Aux cours des quarante-cinq dernières années, les populations d'animaux sauvages ont fondu de moitié. Des dauphins d'Extrême-Orient jusqu'aux moineaux de nos rues, la vie animale et végétale se retire à grande vitesse de notre globe terrestre dans un profond silence.  Accoutumés aux environnements façonnés par la technique, nous oublions trop souvent qu'à la base de toute notre économie, de toutes nos productions, se trouvent les écosystèmes.
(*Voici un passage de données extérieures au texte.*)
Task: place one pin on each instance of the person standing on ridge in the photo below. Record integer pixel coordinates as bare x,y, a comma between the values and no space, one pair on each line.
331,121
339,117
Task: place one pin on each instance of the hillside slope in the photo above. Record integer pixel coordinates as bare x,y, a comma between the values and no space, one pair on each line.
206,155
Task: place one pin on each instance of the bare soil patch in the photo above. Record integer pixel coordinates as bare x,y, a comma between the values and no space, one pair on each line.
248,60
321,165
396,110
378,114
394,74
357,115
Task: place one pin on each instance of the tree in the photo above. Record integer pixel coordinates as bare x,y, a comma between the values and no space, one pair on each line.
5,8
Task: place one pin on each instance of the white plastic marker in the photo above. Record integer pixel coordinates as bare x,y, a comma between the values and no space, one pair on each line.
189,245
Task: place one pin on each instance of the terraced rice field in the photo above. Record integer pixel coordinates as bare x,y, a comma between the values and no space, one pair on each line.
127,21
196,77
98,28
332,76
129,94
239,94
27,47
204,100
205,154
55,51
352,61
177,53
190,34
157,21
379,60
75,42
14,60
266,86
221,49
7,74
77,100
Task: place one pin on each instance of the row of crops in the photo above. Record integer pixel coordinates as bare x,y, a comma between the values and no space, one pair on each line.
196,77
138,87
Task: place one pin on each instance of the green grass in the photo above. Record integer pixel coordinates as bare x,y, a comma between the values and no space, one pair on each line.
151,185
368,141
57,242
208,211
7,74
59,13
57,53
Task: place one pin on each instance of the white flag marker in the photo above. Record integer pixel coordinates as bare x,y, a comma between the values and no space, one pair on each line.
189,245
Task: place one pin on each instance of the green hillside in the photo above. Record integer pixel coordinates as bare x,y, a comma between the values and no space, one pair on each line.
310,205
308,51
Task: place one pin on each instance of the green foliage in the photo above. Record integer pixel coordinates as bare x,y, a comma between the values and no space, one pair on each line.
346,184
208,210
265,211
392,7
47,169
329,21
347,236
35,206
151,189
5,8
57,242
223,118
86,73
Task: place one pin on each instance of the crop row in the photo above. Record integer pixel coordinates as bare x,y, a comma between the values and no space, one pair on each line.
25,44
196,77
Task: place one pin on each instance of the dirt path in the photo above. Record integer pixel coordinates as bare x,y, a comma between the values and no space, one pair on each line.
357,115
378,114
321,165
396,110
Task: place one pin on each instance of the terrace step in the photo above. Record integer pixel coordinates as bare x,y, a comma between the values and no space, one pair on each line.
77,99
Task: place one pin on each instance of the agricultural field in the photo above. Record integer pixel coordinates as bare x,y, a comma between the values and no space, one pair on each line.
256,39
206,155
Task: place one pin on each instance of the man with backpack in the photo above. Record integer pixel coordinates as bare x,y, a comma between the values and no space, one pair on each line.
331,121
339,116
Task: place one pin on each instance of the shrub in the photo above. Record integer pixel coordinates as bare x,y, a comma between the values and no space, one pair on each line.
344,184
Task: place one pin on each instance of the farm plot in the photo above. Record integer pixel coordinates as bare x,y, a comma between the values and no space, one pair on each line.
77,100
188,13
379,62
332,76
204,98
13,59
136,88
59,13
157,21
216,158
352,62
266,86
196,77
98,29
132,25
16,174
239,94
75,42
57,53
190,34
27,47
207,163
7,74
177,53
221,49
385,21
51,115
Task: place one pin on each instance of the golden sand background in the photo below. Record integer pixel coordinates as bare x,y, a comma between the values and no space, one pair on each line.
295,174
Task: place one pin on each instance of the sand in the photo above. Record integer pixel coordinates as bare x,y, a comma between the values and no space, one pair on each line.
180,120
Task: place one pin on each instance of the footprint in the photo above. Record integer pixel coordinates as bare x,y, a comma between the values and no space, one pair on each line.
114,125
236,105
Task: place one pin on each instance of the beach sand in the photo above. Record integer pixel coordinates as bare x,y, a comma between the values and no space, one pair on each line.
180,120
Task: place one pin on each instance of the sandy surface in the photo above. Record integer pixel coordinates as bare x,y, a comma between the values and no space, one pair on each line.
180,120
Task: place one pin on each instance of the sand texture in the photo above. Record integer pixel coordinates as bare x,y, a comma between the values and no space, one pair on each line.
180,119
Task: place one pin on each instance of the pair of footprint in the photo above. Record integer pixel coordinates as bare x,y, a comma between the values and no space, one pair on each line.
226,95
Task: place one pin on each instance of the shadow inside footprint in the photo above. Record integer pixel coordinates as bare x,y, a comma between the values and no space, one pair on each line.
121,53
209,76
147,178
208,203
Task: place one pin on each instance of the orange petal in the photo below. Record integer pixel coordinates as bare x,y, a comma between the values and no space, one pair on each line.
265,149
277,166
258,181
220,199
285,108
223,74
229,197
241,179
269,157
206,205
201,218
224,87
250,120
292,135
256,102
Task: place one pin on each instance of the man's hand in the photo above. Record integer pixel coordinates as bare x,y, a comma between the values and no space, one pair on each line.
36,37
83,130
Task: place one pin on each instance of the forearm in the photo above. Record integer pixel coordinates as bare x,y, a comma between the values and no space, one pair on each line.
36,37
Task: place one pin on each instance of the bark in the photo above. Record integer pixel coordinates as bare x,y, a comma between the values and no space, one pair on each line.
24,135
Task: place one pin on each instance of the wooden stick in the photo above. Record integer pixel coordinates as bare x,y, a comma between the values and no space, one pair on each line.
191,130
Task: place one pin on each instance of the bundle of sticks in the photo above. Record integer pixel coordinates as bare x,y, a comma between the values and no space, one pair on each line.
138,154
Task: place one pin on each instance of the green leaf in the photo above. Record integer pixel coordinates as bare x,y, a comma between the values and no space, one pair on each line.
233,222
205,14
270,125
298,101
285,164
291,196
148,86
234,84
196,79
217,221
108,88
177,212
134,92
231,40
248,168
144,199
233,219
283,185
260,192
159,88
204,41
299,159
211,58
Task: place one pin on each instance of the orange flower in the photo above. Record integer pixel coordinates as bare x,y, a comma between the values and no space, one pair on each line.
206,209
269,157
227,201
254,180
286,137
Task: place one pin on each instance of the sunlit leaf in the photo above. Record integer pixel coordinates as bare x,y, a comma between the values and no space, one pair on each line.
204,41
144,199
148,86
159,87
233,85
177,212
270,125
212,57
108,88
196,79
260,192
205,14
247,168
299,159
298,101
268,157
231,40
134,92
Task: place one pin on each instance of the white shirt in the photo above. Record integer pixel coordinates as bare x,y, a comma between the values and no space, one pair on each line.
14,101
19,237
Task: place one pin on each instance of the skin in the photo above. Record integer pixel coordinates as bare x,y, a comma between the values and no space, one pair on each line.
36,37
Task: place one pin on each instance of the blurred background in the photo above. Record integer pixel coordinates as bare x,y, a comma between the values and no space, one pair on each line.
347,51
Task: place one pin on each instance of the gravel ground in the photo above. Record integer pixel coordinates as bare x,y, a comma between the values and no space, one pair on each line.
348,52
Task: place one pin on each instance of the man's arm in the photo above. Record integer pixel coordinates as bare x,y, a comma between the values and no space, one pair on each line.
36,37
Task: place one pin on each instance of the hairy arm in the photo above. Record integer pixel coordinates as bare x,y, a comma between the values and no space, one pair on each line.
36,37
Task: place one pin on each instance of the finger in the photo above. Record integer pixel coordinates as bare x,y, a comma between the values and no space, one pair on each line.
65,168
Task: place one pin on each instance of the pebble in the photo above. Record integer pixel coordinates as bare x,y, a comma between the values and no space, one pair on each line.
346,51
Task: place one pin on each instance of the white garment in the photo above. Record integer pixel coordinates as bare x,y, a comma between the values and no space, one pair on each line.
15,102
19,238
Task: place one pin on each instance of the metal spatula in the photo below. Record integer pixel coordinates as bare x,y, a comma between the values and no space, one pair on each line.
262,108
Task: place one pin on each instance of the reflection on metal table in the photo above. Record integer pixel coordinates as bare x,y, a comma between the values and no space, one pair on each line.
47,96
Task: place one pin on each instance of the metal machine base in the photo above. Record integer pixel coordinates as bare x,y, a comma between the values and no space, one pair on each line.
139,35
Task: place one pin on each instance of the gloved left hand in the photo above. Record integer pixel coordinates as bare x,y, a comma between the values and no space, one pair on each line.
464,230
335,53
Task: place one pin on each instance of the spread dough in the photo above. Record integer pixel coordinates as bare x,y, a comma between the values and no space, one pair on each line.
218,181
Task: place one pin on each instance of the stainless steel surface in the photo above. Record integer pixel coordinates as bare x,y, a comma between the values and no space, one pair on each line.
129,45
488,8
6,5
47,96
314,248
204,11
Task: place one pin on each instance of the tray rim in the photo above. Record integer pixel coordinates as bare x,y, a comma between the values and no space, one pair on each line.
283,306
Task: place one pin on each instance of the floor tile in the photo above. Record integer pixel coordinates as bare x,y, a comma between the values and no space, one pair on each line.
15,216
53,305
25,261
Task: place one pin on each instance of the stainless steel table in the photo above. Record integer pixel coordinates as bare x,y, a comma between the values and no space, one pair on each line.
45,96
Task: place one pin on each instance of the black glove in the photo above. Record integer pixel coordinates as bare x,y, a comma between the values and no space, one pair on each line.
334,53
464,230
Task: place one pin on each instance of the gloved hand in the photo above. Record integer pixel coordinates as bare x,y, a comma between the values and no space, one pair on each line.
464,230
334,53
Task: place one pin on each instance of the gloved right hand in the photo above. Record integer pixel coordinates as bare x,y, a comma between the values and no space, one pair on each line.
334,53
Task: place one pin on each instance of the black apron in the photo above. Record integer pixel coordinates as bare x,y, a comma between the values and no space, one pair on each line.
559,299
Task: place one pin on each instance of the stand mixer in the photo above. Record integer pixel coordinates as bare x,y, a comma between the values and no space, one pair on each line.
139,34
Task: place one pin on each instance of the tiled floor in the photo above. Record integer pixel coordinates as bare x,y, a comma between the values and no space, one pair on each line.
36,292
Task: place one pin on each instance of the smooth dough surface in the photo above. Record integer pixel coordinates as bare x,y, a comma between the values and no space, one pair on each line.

Moins connue que le dérèglement climatique, la crise d'extinction biologique pourrait elle aussi ébranler toutes les sociétés humaines.

Face à ce défi, une responsabilité particulière incombe aux chrétiens. L'encyclique Laudato Si du pape François rappelle que le souci des créatures vivantes non humaines s'enracine dans les plus anciens récits de l'Ecriture. Il n'est pas en contradiction ou en compétition avec la défense de la vie humaine mais en relation avec elle. L'homme et "les petits oiseaux" survivront ensemble ou pas du tout.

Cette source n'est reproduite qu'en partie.